1

The working for loop, expected result

I am attempting to vectorize a slow for loop in code with a very large dataset to remove duplicates based on a test. The result should keep only elements where the first 3 elements are unique, and the 4th element is the largest of all duplicates. e.g.

in = np.array(((0, 12, 13, 1), (0, 12, 13, 10), (1, 12, 13, 2)))

should become

out = np.array(((0, 12, 13, 10), (1, 12, 13, 2)))

This is trivial to achieve with a for loop, but as I mentioned, it is very slow.

unique = np.unique(in[:, :3], axis=0)
out = np.empty((0, 4))
for i in unique:
    out = np.vstack((out, np.hstack((i[:], np.max(in[np.all(in[:, :3] == i[:], axis=1)][:, 3])))))

What I've tried (1)

When I attempt to remove the for loop with indices by replacing each i[:] with unique[np.arange(unique.shape[0])] :

out = np.vstack((out, np.hstack((unique[np.arange(unique.shape[0])], np.max(in[np.all(in[:, :3].astype(int) == unique[np.arange(unique.shape[0])], axis=1)][:, 3])))))

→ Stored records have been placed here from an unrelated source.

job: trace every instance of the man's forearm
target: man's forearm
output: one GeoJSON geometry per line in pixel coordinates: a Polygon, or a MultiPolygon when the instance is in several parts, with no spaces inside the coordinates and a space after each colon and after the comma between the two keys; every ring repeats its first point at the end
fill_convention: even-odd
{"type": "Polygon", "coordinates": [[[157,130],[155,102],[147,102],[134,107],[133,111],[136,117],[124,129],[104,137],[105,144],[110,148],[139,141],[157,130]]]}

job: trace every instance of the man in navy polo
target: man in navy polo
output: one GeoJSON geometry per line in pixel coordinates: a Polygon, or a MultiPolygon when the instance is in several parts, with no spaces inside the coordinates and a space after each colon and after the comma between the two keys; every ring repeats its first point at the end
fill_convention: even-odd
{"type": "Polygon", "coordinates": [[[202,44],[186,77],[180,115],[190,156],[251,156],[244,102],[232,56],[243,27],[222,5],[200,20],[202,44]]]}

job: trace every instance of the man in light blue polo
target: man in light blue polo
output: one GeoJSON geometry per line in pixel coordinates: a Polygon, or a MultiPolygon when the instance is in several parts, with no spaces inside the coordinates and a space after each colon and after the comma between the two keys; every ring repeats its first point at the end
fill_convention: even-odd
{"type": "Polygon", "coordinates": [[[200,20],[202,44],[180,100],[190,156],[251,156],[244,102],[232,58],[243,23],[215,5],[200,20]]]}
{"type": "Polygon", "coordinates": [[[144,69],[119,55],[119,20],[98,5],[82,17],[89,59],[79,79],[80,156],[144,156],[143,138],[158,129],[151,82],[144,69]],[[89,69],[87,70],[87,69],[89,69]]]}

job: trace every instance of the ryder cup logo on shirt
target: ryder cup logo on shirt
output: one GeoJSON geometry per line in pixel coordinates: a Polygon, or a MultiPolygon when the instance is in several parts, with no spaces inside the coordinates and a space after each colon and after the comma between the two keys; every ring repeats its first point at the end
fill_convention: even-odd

Numpy complains about the input shape in conjunction with all:

Traceback (most recent call last):
  File "<stdin>", line 1, in <module>
  File "<__array_function__ internals>", line 6, in all
  File "/usr/local/lib/python3.6/dist-packages/numpy/core/fromnumeric.py", line 2351, in all
    return _wrapreduction(a, np.logical_and, 'all', axis, None, out, keepdims=keepdims)
  File "/usr/local/lib/python3.6/dist-packages/numpy/core/fromnumeric.py", line 90, in _wrapreduction
    return ufunc.reduce(obj, axis, dtype, out, **passkwargs)
numpy.AxisError: axis 1 is out of bounds for array of dimension 0

What I've tried (2)

Based on a suggestion from StackOverflow while typing this question (Broadcasting/Vectorizing inner and outer for loops in python/NumPy):

newout = np.vstack((newout, np.hstack((tempunique[:, None], np.max(inout[np.all(inout[:, :3].astype(int) == tempunique[:, None], axis=1)][:, 3])))))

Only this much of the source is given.